As in previous years, the US remained by far the largest overseas investor into UK property. American investors deployed £18.2 billion during 2025, driven partly by major healthcare acquisitions, including Welltower’s multi-billion-pound purchases of care home portfolios from Barchester Healthcare and HC-One. Even excluding those landmark transactions, the report finds that US capital continued to dominate overseas investment into UK real estate, supported by favourable currency conditions and demand for stable, long-term income-producing assets.
European capital also became more active during 2025 with French investors deploying more than £1 billion into UK real estate, driven largely by SCPI funds targeting diversified regional assets, while Norwegian and Swedish investors focused on large-scale strategic transactions, including mixed-use London estates, hotels and logistics. Japanese investors were also increasingly active towards the end of the period, particularly in London and the South East.

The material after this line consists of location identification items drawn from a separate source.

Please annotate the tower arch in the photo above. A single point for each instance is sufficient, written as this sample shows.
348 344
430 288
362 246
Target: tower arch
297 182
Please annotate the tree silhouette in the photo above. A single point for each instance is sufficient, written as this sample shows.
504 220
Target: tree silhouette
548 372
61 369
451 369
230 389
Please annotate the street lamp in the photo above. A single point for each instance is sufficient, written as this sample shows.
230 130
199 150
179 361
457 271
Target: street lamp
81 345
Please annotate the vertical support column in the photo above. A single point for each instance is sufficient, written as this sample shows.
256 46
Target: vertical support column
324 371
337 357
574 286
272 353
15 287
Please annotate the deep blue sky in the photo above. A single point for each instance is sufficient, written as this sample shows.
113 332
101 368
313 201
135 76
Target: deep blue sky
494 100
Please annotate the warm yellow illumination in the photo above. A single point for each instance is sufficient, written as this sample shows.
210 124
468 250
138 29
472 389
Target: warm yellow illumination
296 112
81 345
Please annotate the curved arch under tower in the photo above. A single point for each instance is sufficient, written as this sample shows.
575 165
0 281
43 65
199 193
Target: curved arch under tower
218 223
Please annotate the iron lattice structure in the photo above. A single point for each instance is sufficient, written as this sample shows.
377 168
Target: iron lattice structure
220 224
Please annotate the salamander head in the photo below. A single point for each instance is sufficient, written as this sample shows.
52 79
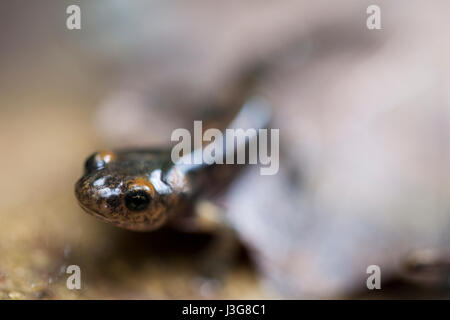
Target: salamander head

In terms of asset classes, healthcare was the standout sector in 2025, reflecting strong investor conviction in operational real estate underpinned by long-term demographic demand. Build-to-rent investment also reached a record £5.6 billion as overseas investors continued to target professionally managed rental housing, while office investment recovered modestly amid improving sentiment towards prime assets in London and key regional cities. At the same time, multi-region portfolio transactions rose sharply, highlighting growing investor preference for scale and defensive income streams across sectors including healthcare, logistics and living.
The report highlights continued investor demand for operational real estate sectors such as healthcare, build-to-rent housing, data centres and life sciences, where long-term structural demand continues to support investment activity.

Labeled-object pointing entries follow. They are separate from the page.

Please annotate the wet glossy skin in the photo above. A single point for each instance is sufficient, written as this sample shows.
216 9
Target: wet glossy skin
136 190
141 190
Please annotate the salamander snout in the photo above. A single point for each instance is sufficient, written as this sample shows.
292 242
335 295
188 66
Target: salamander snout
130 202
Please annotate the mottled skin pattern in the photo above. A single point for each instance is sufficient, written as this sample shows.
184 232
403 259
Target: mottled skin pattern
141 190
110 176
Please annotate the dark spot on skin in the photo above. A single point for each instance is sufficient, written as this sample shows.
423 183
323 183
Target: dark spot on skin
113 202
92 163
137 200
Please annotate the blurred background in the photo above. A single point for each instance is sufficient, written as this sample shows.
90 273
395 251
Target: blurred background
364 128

Melanie Leech, Interim Chief Executive, Real Estate:UK, said: “The UK continues to attract substantial international capital into real estate, reflecting the sector’s long-term strengths and the country’s reputation as a stable and transparent place to invest. The strong performance in 2025 demonstrated continued confidence in UK real estate, particularly in sectors such as healthcare, rental housing and operational assets.
“However, the significantly weaker start to 2026 highlights how sensitive international capital flows are to changes in the wider economic and geopolitical environment. Sterling’s appreciation against the dollar may also be eroding some of the pricing advantage that helped drive exceptionally strong US investment into UK real estate during 2025.
“At the same time, investors continue to raise concerns about the challenges of deploying capital into new development and upgrading existing assets in the UK. Elevated construction costs, regulatory delays and policy uncertainty are all affecting development viability and investor confidence at a time when attracting long-term capital into housing, infrastructure and commercial real estate is critical to supporting economic growth.”
Grant Lonsdale, Senior Director of Market Analytics, CoStar Group, said: “CoStar’s data highlights the sharp contrast between a strong 2025 and a much quieter opening quarter in 2026.
“While uncertainty has clearly weighed on activity in early 2026, investor appetite for UK real estate has not disappeared. We are beginning to see signs of a rotation back towards prime office assets, particularly in Central London and major regional cities, where constrained supply of high-quality Grade A space is supporting occupier demand and investor interest. More broadly, the quarter reinforced an ongoing flight to quality across real estate markets, with capital remaining focused on the best-performing sectors and assets.”